BG #17

3.9K 156 8
                                    

Gelap belum berlalu tapi suara adzan sudah berkumandang. Ale masih berada di dekapan sang ayah. Dihirupnya dalam-dalam aroma tubuh sang ayah yang menenangkan baginya. Kini sudah tak ada suara kesakitannya lagi. Nafasnya terasa lebih ringan begitupun dengan tubuhnya.

"Ayah ...." Bahkan saat bersuarapun dadanya tak lagi sesak. Tapi entah mengapa tubuhnya terasa sangat lelah juga lemas.

"Ayah ..." Panggilnya lagi.

Sang ayahpun melerai dekapannya. Menatap pias wajah sang putra, memastikan bahwa suara yang memanggilnya 'ayah' adalah benar suara Ale.

"Ayah." jelas suara Ale. Ale memanggilnya lagi dan detik berikutnya senyum Andra mengembang. Sekilas didekapnya lagi sang anak dengan penuh rasa lega.

"Iya sayang."

"Al ... Sayang Ayah." lirihnya namun jelas di telingan Andra.

Andra menggangguk, airmatanya kembali membasahi pipi. Dengan enteng ale menggangkat tangannya lalu mengusap air mata sang ayah. "Jangan nangis."

"Ayah juga. Ayah sayang banget sama Ale."

Seolah mendapat kekuatan dari sang ayah hingga akhirnya Ale bisa berbicara lebih ringan dari sebelumnya. Tapi lagi-lagi sakit itu menyerang tubuhnya.

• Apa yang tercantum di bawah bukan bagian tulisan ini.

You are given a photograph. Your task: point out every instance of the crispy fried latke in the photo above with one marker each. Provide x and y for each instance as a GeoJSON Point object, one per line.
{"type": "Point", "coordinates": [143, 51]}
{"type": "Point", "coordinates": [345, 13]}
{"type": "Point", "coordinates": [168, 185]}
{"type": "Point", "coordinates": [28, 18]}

Sekuat tenaga Ale menahannya. Tetap memandang wajah sang ayah yang nampak bahagia melihatnya. Ale tak ingin membuat sang ayah khawatir lagi dengan melihatnya yang kesakitan.

"Ayah."

"Iya, Nak."

"Al ... Capek."

"Tidur, Nak."

"Boleh Al tidur dipeluk Ayah terus?"

"Tentu." Andra membawa kembali tubuh sang anak kepelukannya. Mengusap rambutnya lembut, penuh kasih sayang.

"Ayah."

"Hm?"

"Terima kasih."

Andra terdiam seketika. Tiba-tiba jantungnya berdegup kencang tak beraturan. Suara Ale terasa menyayat ulu hati, membuat lidahnya kelu detik itu juga.

"Al bahagia. Makasih, Yah," lanjut Ale.

Lagi dan lagi perasaannya tak karuan. Namun, dengan perlahan ditenangkannya lagi fikirannya. Mengecup lama puncak rambut sang anak. Terdengar helaan nafas panjang dari Ale. Berdesir hati Andra saat telinganya menangkap suara tersebut.

Kedua mata sayu itupun perlahan menutup rapat. Meninggalkan senyuman manis di wajah putih pucatnya. Badannya mendingin seketika dan bibirnya membiru. Andra masih setia mengusap rambut sang anak. Dalam fikirannya sang anak sudah tenang dalam mimpinya dan dia hanya perlu terus memeluknya hingga sang anak terbangun keesokkan harinya.

*

Saat fajar telah terbit dari singga sananya terlihat Samuel juga Olive berjalan beriringan menuju kamar rawat Ale. Keduanya nampak ceria dan segar pagi ini. Olive sudah membawakan sarapan untuk sang adik, tentu saja hasil masakannya dan favoritnya Ale.

"Al, pasti suka banget. Soalnya udah jarang banget aku masakin ini buat dia," Ucap olive.

"Uh ... calon istriku jago banget sih." samuel mencubit gemas pipi sang kekasih.

Hingga keduanya tiba di depan pintu rawat Ale. Saat masuk ke dalam keduanya sedikit kaget melihat Andra yang memeluk tubuh Ale.

"Ayah ... Al kenapa?" seru Olive.

"Sssttttt ... Dia tidur," jawab sang ayah parau.

Samuel merasa aneh dengan tubuh yang masih Andra dekap itu. Diperhatikannya dada Ale terlihat tak bergerak sedikitpun. Dengan cepat Samuel meraih tangan Ale dan mengecek denyut nadinya. Detik berikutnya tubuh Samuel terasa tak berdaya untuk berdiri, matanya terbelalak saat mendapati tak ada lagi denyut di tangan yang ia pegang tersebut.